Fitting two populations to measurements using GEKKO

I need to fit the sum of two populations defined by two different partial equations depending onto 3 parameters to a list of measurements of type (mesurement, time) using GEKKO. The differential equations are:

dS/dt = (a - b) * S
dR/dt = (a - b - c)* R
X(t) = S(t) + R(t)

(a,b,c are parameters)

I need to fit X to the measurements

Solution

  • Here are sample measured X values:

    # data
m.time = [0,0.1,0.2,0.3,0.4,0.5,0.8,0.85,0.9,0.95,1]
x_meas = [1.1,1.2,1.56,1.77,1.89,2.1,2.3,2.5,2.7,2.2,2.1]

    Gekko adjusts the parameters a, b, and c.

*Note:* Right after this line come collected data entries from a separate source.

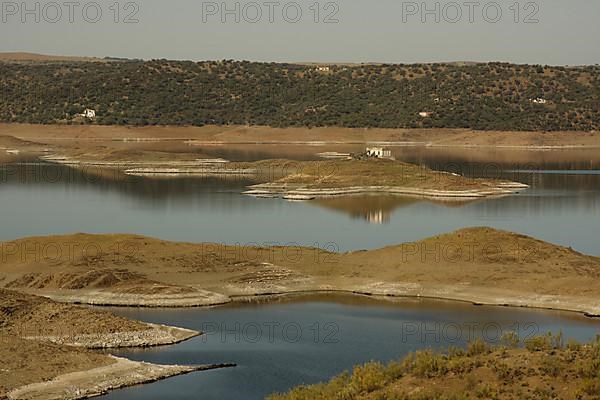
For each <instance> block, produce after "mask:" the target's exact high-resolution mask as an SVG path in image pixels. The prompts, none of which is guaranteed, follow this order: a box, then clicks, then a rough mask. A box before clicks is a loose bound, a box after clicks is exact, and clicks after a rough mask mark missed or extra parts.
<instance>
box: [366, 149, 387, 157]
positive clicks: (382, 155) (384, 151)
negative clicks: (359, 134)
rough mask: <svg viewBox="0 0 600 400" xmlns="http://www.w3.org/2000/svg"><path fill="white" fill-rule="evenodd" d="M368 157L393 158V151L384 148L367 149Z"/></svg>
mask: <svg viewBox="0 0 600 400" xmlns="http://www.w3.org/2000/svg"><path fill="white" fill-rule="evenodd" d="M367 157H373V158H392V151H391V150H386V149H384V148H383V147H367Z"/></svg>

    # parameters, single value over time horizon
p = m.Array(m.FV,3,lb=0.5,ub=10); a,b,c = p
# turn STATUS On for adjustment by solver
for fv in p:
   fv.STATUS=1

    The value of X is calculated with differential equations for S and R and an algebraic equation with X=S+R.

    # variables
S,R,X = m.Array(m.Var,3,lb=0)
# change initial conditions
S0,R0 = [0.35,0.65]; X0 = S0+R0
S.value=S0; R.value=R0; X.value=X0

# equations
m.Equations([S.dt()==(a-b)*S,
             R.dt()==(a-b-c)*R,
             X==S+R])

    The squared error between the measured X values and the predicted X value is minimized.

    # minimize difference to measurements
m.Minimize((X-Xm)**2)

    A few configuration parameters are needed to run in dynamic estimation mode (IMODE=5) and with 3 collocation nodes per time step (NODES=3).

    m.options.IMODE = 5   # dynamic estimation
m.options.NODES = 3   # collocation nodes
m.solve(disp=False)   # display solver output

    This produces an optimized solution that minimizes the squared error, but is not unique because a and b are co-linear parameters. The solver can increase a and b and get the same answer.

    fit data

    Here is the complete script:

    from gekko import GEKKO
m = GEKKO(remote=False)

# data
m.time = [0,0.1,0.2,0.3,0.4,0.5,0.8,0.85,0.9,0.95,1]
x_meas = [1.1,1.2,1.56,1.77,1.89,2.1,2.3,2.5,2.7,2.2,2.1]

# parameters, single value over time horizon
p = m.Array(m.FV,3,lb=0.5,ub=10); a,b,c = p
# turn STATUS On for adjustment by solver
for fv in p:
   fv.STATUS=1
   
# variables
S,R,X = m.Array(m.Var,3,lb=0)
# change initial conditions
S0,R0 = [0.35,0.65]; X0 = S0+R0
S.value=S0; R.value=R0; X.value=X0 

# measured values
Xm = m.Param(x_meas)

# equations
m.Equations([S.dt()==(a-b)*S,
             R.dt()==(a-b-c)*R,
             X==S+R])

# minimize difference to measurements
m.Minimize((X-Xm)**2)

m.options.IMODE = 5   # dynamic estimation
m.options.NODES = 3   # collocation nodes
m.solve(disp=False)   # display solver output

print(f'a: {a.value[0]}, b: {b.value[0]}, c: {c.value[0]}')

import matplotlib.pyplot as plt
plt.figure(figsize=(7,3))
plt.plot(m.time,S.value,'b:',linewidth=3,label='S')
plt.plot(m.time,R.value,'r--',linewidth=2,label='R')
plt.plot(m.time,X.value,'k--',label='X')
plt.plot(m.time,Xm.value,'kx',label='Xm')
plt.legend(); plt.grid(); plt.xlabel('Time')
plt.tight_layout()
plt.savefig('fit.png',dpi=300)
plt.show()

    Additional example problems are available from the Dynamic Optimization course.